General Motors of Canada Ltd. is restoring leasing on Chevrolet and GMC vehicles beginning Monday, another sign that the auto financing market is recovering from the cataclysm that helped drive General Motors Corp. and Chrysler LLC into U.S. Chapter 11 bankruptcy protection in 2008.
The return of leasing as a financing option for customers buying vehicles from those two brands - it was reinstated for Buick and Cadillac customers last fall - will make GM more competitive in key segments of the market, such as subcompact and compact cars and full-sized pickup trucks, which are offered only through Chevrolet and GMC dealers.
The move comes while GM's market share in Canada sits near historic lows as it faces several competitors that offer leasing, a financial tool that allows them to meet one of the key demands of Canadian car buyers - obtaining the lowest possible monthly payment on a new vehicle.
"It's all about the monthly payment," said industry analyst Dennis DesRosiers, president of DesRosiers Automotive Consultants Inc., who noted that 80 per cent to 85 per cent of buyers focus on that payment and not the manufacturers suggested retail price.
Monthly payments on leased vehicles are lower than those purchased with a loan.
The payment options priced on GM Canada's website for a Buick Regal with a 1SC option package demonstrate the difference. With $3,000 down on the vehicle's price tag of $33,570 before taxes, the payment to lease is $420 a month for 48 months.
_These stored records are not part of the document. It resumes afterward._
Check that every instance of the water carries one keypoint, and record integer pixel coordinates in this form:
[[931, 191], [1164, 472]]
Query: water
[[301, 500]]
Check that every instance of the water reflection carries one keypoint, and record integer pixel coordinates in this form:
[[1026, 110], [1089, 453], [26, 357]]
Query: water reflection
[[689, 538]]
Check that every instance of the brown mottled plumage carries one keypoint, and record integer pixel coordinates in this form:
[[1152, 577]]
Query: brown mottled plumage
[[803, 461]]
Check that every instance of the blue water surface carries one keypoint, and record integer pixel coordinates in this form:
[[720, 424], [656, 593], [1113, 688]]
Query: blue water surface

With a loan at 1.9 per cent annually and the same down payment, the monthly payments are $662.
"We see this as another step forward helping to maintain our retail sales momentum," GM Canada spokesman Tony LaRocca said Sunday. GM's sales to retail customers rose 26 per cent last year, Mr. LaRocca said, five times the growth rate of the overall Canadian retail market.
Leasing is being restored on Chevrolet and GMC vehicles less than two weeks after GM announced it had purchased FinanciaLinx Corp., one of the largest independent leasing companies in Canada. It also provides leasing services to Hyundai Auto Canada, Mazda Canada Inc. and other auto makers that don't have their own financial arm.
"This acquisition will allow us the flexibility to expanding leasing into our Chevrolet and GMC brands," Marc Comeau, GM Canada's vice-president of sales, service and marketing said in a memo to dealers announcing that leasing returns effective Monday.
The ability to offer leasing is critical in the Canadian market. It peaked at 45 per cent of all retail sales in Canada in 2005 and stood at 42.4 per cent of the market in 2007, the year before the financial crisis. Leasing fell to 7 per cent of retail sales in 2009, before rebounding to 15 per cent last year.
GM's market share in Canada, meanwhile, slumped to 15.8 per cent in 2010 from 17.2 per cent in 2009. The lack of leasing contributed to that slide, as did the discontinuation of the Pontiac, Saturn, Saab and Hummer brands. Market share for the first three months of 2011 stood at 15.4 per cent.
"It's something we've really missed," one Chevrolet dealer in Western Canada said. "We're losing some business because of it."
The auto financing market collapsed during the liquidity crisis of 2008 that helped cause the Great Recession.
Auto maker finance companies such as GMAC Corp., as GM's financing arm was known then, Ford Motor Credit Corp. and Chrysler Financial would bundle hundreds of millions of dollars worth of leasing contracts together and sell them to investors on the asset-backed commercial paper market.
Demand for such securitized portfolios in the asset-backed commercial paper market is recovering, Mr. DesRosiers noted, but has not bounced back to precrisis levels.
Before 2008, his consulting company was being called upon six to eight times a year to assess the true value of the vehicles on which the leasing contracts were based.
That number dropped to zero when the liquidity crisis hit its peak in the fall of 2008.
In the past six to eight months, he noted, the firm has been asked to evaluate three to four portfolios.
The GM move back into leasing for Chevrolet and GMC cars and trucks indicates the market is getting healthier, he noted.
But Chrysler Canada Inc. is still out of the leasing game.
It does offer, however, a financial product called customer choice financing, which allows the buyer to return a vehicle to a dealer after three, four or five years of driving.
The difference is that under the Chrysler program, the consumer owns the vehicle, while leased vehicles are owned by a leasing company such as a dealer or auto maker's leasing division.